Good Morning; February 26, 2010
This headline caught my eye on Google News this morning, “The little-told story of how the U.S. Government poisoned alcohol during Prohibition with deadly consequences.” The article goes on to assert that during the 13 years of Prohibition, ending in 1933, some 10,000 people died from alcohol tainted with chemicals required by Federal law. The law was intended to make industrial alcohol non-palatable and less a target for bootleggers who would steal it and turn it into liquor to sell on the streets.

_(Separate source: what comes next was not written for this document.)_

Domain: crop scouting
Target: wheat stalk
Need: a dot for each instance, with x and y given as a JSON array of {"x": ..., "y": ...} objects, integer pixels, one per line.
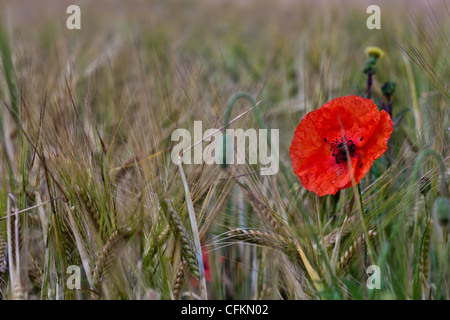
[{"x": 347, "y": 258}]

Prohibition is a perfect example of how “the law” will not save us or protect us. The article states the following,
“But people continued to drink—and in large quantities. Alcoholism rates soared during the 1920s;
insurance companies charted the increase at more than 300 more percent. Speakeasies promptly opened
for business. By the decade's end, some 30,000 existed in New York City alone. Street gangs grew into
bootlegging empires built on smuggling, stealing, and manufacturing illegal alcohol. The country's defiant
response to the new laws shocked those who sincerely (and naively) believed that the amendment would
usher in a new era of upright behavior.”
It surprises me that the religious community, especially the Christian community, would rally behind Prohibition laws as a solution. Christians, of all people, should know their Bibles which states clearly how laws cannot and will not save us. Paul, our greatest Christian witness in the Bible, in his letter to the believers at Rome proclaims again and again how the “Law” cannot save us. How right Paul is. In Romans 7:24, Paul laments, “Wretched man that I am! Who will rescue me from this body of death?” How can we ever be free from those things that entice us into destructive ways of living? Paul shouts the answer in the next verse, Romans 7:25, “Thanks be to God through Jesus Christ our Lord.”
The religious community and the government tried to legislate and scare people into living right, and it failed miserably. God freed us and loved us into new life. When Jesus said he came to “Fulfill the law” he meant he would accomplish what the law failed to do, change people’s lives.
Let us embrace the freedom Christ offers, freedom from the negative forces of darkness and sin.